Object-Oriented Programming
This is a course in object-oriented programming in Java; however, most of the ideas are applicable in any object-oriented language, and for that matter in any programming context. It will use an interactive development environment called BlueJ.
Course dates
| 18th November 2013 | Oxford University Department of Computer Science | 05 places remaining. |
| 3rd March 2014 | Oxford University Department of Computer Science | 11 places remaining. |
| 3rd November 2014 | Oxford University Department of Computer Science | 18 places remaining. |
Objectives
On completion, students will be able to produce object-oriented solutions to a range of standard programming problems; they will be able to articulate and restructure programming objectives in the object-oriented paradigm.
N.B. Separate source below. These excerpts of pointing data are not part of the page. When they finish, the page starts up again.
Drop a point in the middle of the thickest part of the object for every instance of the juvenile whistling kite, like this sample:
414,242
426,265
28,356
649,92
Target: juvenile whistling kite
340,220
They will be informed with regard to the fundamental concepts and principles of object-oriented programming, and able to apply these in any programming language.
Contents
- Principles of object-oriented programming:
- abstraction and encapsulation; classes and objects; inheritance; polymorphism; object identity.
- Classes:
- declarations and definitions; methods; constructors; access control.
- Inheritance:
- subtyping, interfaces and abstract classes; overloading and overriding; single and multiple inheritance.
- Polymorphism:
- polymorphic methods, dynamic binding, genericity.
- Message-passing:
- the Java event model; threads.
- Implementation techniques:
- automatic memory management; pointers and references; the Java Virtual Machine and Java bytecode.
- Criticisms of Java:
- idiosyncrasies; dynamic binding; overloading, genericity; polymorphism in Java.
Requirements
A basic knowledge of object-oriented concepts (such as classes, inheritance, and polymorphism), including a little UML, will be helpful. The Object orientation course is a suitable introduction.